Notre terreur, c'est la plongée au coeur du Comité de Salut Public, gouvernement de neuf individus qui était au pouvoir au moment de la Grande Terreur. Parmi les membres du comité, il y a notamment Robespierre et Saint-Just, les plus connus aujourd'hui, mais leurs collègues ne sont pas tous proches de ces deux figures : Lindet est un ancien proche de Danton, et d'autres partagaient certaines idées des hébertistes, les gauchistes de la Révolution.

 

La première partie du spectacle est époustouflante. Après un monologue un poil longuet de Saint-Just, on plonge pendant un peu plus d'heure dans les discussions de ce gouvernement. Même si on ne connaît pas grand chose à cette période, la teneur des échanges et les rivalités personnelles sont passionnantes. On comprend vite que chacun a son secteur privilégié : Carnot s'occupe de la guerre, Couthon de la justice ou Lindet du ravitaillement. Les membres évoquent les problèmes de la famine qui menace, de la guerre avec les ennemis qui sont aux portes du pays. Les échanges sont également musclés quant il s'agit de savoir si la mort de Danton était nécessaire ou jusqu'ou il faut aller pour réprimer les contre-révolutionnaire (faut-il emprisonner toute la famille d'un journaliste qui a eu des propos contre le Comité ?).

 

On y ressent toute la force de ce groupe, dont les membres ont beaucoup de diifférends, mais où les décisions sont finalement prises, et souvent dans le sens des plus répressives. Les votes sont mécaniques et les opposants sont rapidement soumis au silence.

 

La seconde partie du spectacle s'intéresse plus particulièrement à l'image de Robespierre. Pour celle-ci, je pense qu'il est nécessaire d'avoir des connaissances plus importantes, ou de lire la note d'intention du metteur en scène, Sylvain Creuzevault.
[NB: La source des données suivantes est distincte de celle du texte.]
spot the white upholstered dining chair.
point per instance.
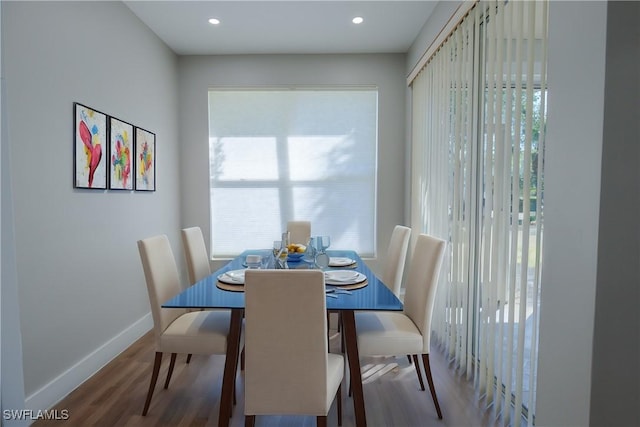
(299, 231)
(176, 330)
(393, 267)
(288, 369)
(195, 253)
(395, 333)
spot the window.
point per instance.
(292, 154)
(479, 107)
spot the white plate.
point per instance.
(340, 261)
(343, 277)
(233, 277)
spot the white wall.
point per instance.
(11, 379)
(615, 372)
(572, 201)
(198, 73)
(82, 295)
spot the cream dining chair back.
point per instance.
(195, 252)
(176, 330)
(288, 369)
(392, 333)
(393, 268)
(299, 231)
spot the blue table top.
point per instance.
(205, 293)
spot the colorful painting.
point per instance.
(90, 130)
(145, 160)
(121, 152)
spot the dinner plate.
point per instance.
(233, 277)
(340, 261)
(295, 256)
(343, 277)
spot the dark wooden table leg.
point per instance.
(230, 367)
(349, 329)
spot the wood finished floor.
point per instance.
(115, 395)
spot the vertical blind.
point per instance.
(282, 154)
(477, 181)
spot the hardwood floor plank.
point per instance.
(115, 395)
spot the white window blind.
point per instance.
(478, 144)
(292, 154)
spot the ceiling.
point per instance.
(284, 27)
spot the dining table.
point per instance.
(370, 294)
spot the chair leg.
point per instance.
(339, 397)
(417, 365)
(152, 384)
(427, 370)
(170, 371)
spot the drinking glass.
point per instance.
(277, 245)
(325, 242)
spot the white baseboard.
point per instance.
(65, 383)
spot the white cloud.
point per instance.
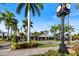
(2, 27)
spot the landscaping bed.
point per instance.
(54, 53)
(15, 46)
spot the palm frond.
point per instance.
(20, 6)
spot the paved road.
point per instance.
(5, 50)
(25, 52)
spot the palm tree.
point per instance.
(46, 33)
(53, 30)
(33, 7)
(25, 24)
(8, 18)
(36, 35)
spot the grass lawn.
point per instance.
(2, 42)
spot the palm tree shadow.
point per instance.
(5, 47)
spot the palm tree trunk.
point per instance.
(28, 35)
(11, 32)
(8, 33)
(68, 32)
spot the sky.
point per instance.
(47, 19)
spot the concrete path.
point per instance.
(25, 52)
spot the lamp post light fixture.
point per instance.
(62, 10)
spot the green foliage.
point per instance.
(54, 53)
(14, 40)
(15, 46)
(36, 34)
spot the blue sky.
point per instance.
(46, 20)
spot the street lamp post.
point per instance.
(63, 10)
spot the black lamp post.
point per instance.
(63, 10)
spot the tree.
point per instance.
(54, 30)
(33, 7)
(36, 34)
(8, 18)
(25, 24)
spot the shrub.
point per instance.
(15, 46)
(28, 45)
(14, 40)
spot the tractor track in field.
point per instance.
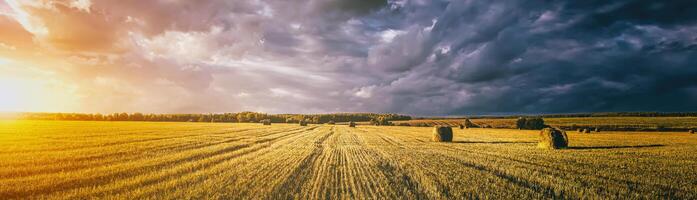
(109, 176)
(126, 156)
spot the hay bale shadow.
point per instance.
(619, 147)
(493, 142)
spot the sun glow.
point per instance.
(17, 94)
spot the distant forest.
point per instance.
(225, 117)
(573, 115)
(375, 118)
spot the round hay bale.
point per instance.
(266, 122)
(442, 134)
(553, 138)
(470, 124)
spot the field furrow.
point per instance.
(82, 160)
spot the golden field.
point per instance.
(160, 160)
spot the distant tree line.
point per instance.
(252, 117)
(569, 115)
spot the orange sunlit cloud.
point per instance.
(287, 56)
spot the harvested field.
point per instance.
(135, 160)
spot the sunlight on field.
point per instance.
(133, 160)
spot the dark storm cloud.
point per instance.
(425, 57)
(512, 57)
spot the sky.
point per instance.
(420, 57)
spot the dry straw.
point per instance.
(553, 138)
(442, 134)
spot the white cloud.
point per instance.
(365, 92)
(388, 35)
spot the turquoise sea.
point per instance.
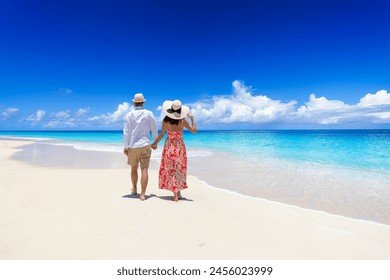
(359, 149)
(343, 172)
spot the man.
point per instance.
(136, 135)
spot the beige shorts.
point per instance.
(139, 155)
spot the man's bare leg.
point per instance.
(144, 182)
(134, 179)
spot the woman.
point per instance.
(173, 168)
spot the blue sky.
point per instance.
(238, 64)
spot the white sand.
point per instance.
(58, 213)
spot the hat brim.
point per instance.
(176, 116)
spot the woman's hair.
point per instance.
(171, 121)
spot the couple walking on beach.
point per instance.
(137, 147)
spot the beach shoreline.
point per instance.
(53, 212)
(357, 194)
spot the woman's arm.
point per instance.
(160, 136)
(191, 127)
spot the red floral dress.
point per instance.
(173, 168)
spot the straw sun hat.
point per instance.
(139, 98)
(175, 110)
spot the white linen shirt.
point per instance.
(136, 131)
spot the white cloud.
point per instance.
(38, 116)
(116, 116)
(8, 113)
(241, 106)
(245, 106)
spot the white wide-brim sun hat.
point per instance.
(175, 110)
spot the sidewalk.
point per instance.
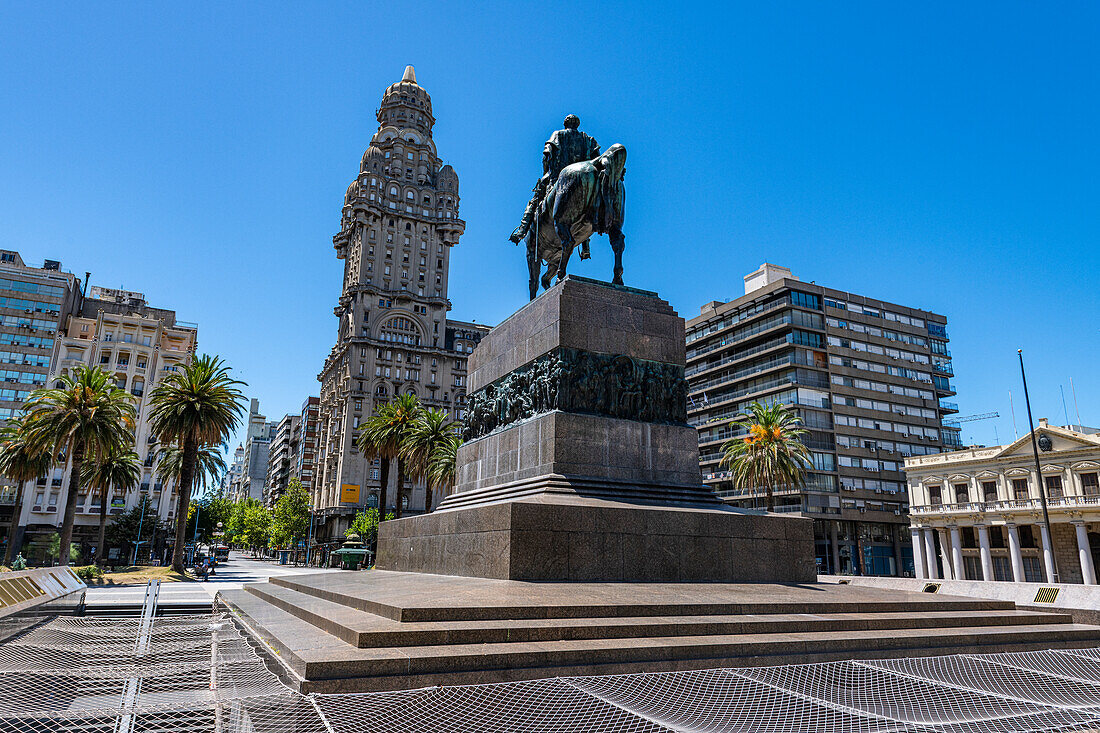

La thèse de ce dernier est de montrer que Robespierre n'a pas eu une influence aussi importante qu'on a pu le dire. Enfermé chez lui, il se pose des questions sur son rôle, son action, et même si ses collègues tentent de le persuader de revenir à la Convention Nationale, il reste  droit dans ses bottes. Pour Creuzevault, Robespierre (et à un moindre degré Saint-Just) sert de bouc émissaire aux thermidoriens, les opposants au Comité qui prennent le pouvoir après la mort de Robespierre. Si cela m'a permis d'y voir un peu plus clair sur cette période historique trouble, j'ai été moins convaincu par la deuxième partie du spectacle.

 

Mais, si le spectacle passe par chez vous (et il devrait le faire, car il part en tournée en Belgique et en France jusqu'au printemps), je vous invente vivement à découvrir cette oeuvre forte, parfois dérangeante, mais toujours inteligente. Elle met le spectacteur au coeur du dispositif, et on ne peut en sortir sans avoir ressenti ce spectacle. Alors, il ne vous reste plus qu'à en guetter le passage !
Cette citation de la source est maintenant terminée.